Raptor
A fast and space-efficient pre-filter
index

raptor search

Main Parameters

-​-index

The path to the index. For partitioned indices, the suffix _x, where x is a number, must be omitted.

-​-query

File containing query sequences.

Many file types and compressions are supported. Click to show a list.

Supported file extensions are (possibly followed by bz2, gz, or bgzf):

  • embl
  • fasta
  • fa
  • fna
  • ffn
  • faa
  • frn
  • fas
  • fastq
  • fq
  • genbank
  • gb
  • gbk
  • sam

-​-output

The output file name.

  • Format
    ###<text> | Meta-information
    ##<text> | Meta-information
    #<number><tab><filepaths> | Assigns each input file a number. Multiple filepaths are separated by a whitespace
    #QUERY_NAME<tab>USER_BINS | Header for the results
    <query_id><tab>[<number>...] | A line for each query, listing matches in input files, if any. Multiple hits are separated by a comma.
  • Example
    ### Minimiser parameters
    ## Window size = 19
    ## Shape = 1111111111111111111
    ## Shape size (length) = 19
    ## Shape count (number of 1s) = 19
    ### Search parameters
    ## Query file = "/data/query.fq"
    ## Pattern size = 65
    ## Output file = "search.out"
    ## Threads = 1
    ## tau = 0.9999
    ## p_max = 0.4
    ## Percentage threshold = nan
    ## Errors = 0
    ## Cache thresholds = false
    ### Index parameters
    ## Index = "/data/index.hibf"
    ## Index hashes = 2
    ## Index parts = 1
    ## False positive rate = 0.05
    ## Index is HIBF = true
    #0 /data/bin1.fa
    #1 /data/bin2.fa
    #2 /data/bin3.fa
    #3 /data/bin4.fa
    #QUERY_NAME USER_BINS
    query1
    query2 1
    query3 0,1,2

-​-threads

The number of threads to use. Sequences in the query file will be processed in parallel. Negligible effect on RAM usage for unpartitioned indices. Moderate effect for partitioned indices.

-​-quiet

By default, runtime and memory statistics are printed to stderr at the end.
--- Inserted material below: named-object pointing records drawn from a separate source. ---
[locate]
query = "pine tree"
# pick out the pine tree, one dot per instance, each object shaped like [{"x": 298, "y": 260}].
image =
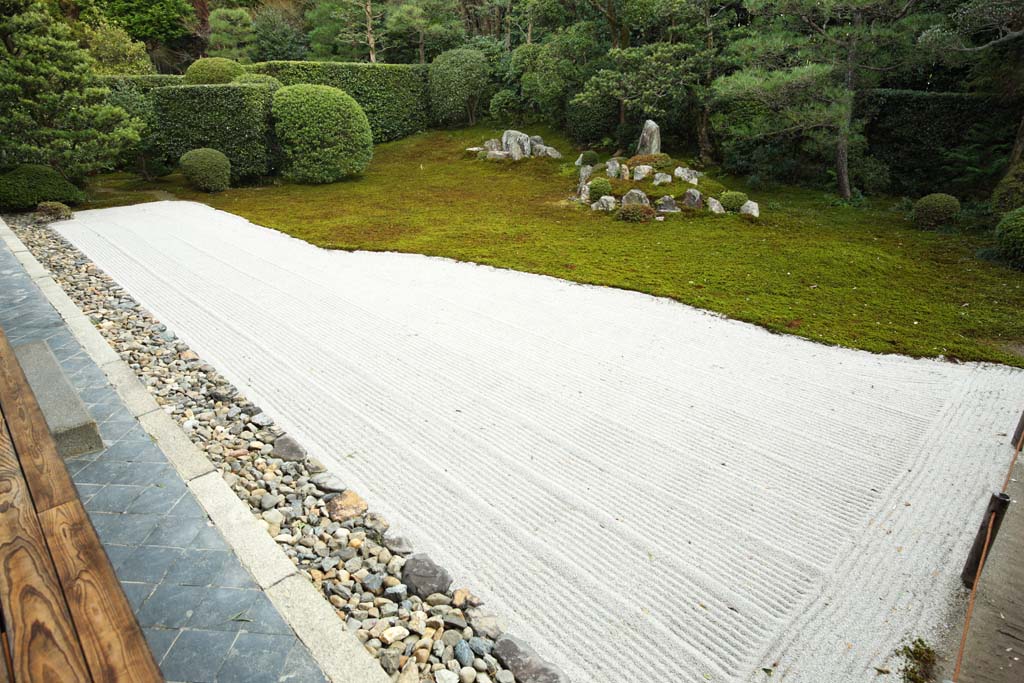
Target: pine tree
[{"x": 51, "y": 111}]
This flag disables this behaviour.

-​-error

The number of allowed errors.

Note
Mutually exclusive with –threshold.

-​-threshold

Ratio of k-mers that need to be found for a hit to occur.

Note
Mutually exclusive with –error.

-​-query_length

The sequence length of a query. Used to determine thresholds. The sequence lengths should have little to no variance.

If not provided:

  • the median of sequence lengths in the query file is used.
  • a warning is emitted if there is a high variance in sequence lengths.
  • an error occurs if any sequence is shorter than the window size.

-​-tau

The higher tau, the lower the threshold.

Note
Has no effect when using --threshold or w == k.

-​-p_max

The higher p_max, the higher the threshold.

Note
Has no effect when using --threshold or w == k.

-​-cache-thresholds

Stores the computed thresholds with a unique name next to the index. In the next search call using this option, the stored thresholds are re-used. Two files are stored:

  • threshold_*.bin: Depends on query_length, window, kmer/shape, errors, and tau.
  • correction_*.bin: Depends on query_length, window, kmer/shape, p_max, and fpr.
Note
Has no effect when using --threshold or w == k.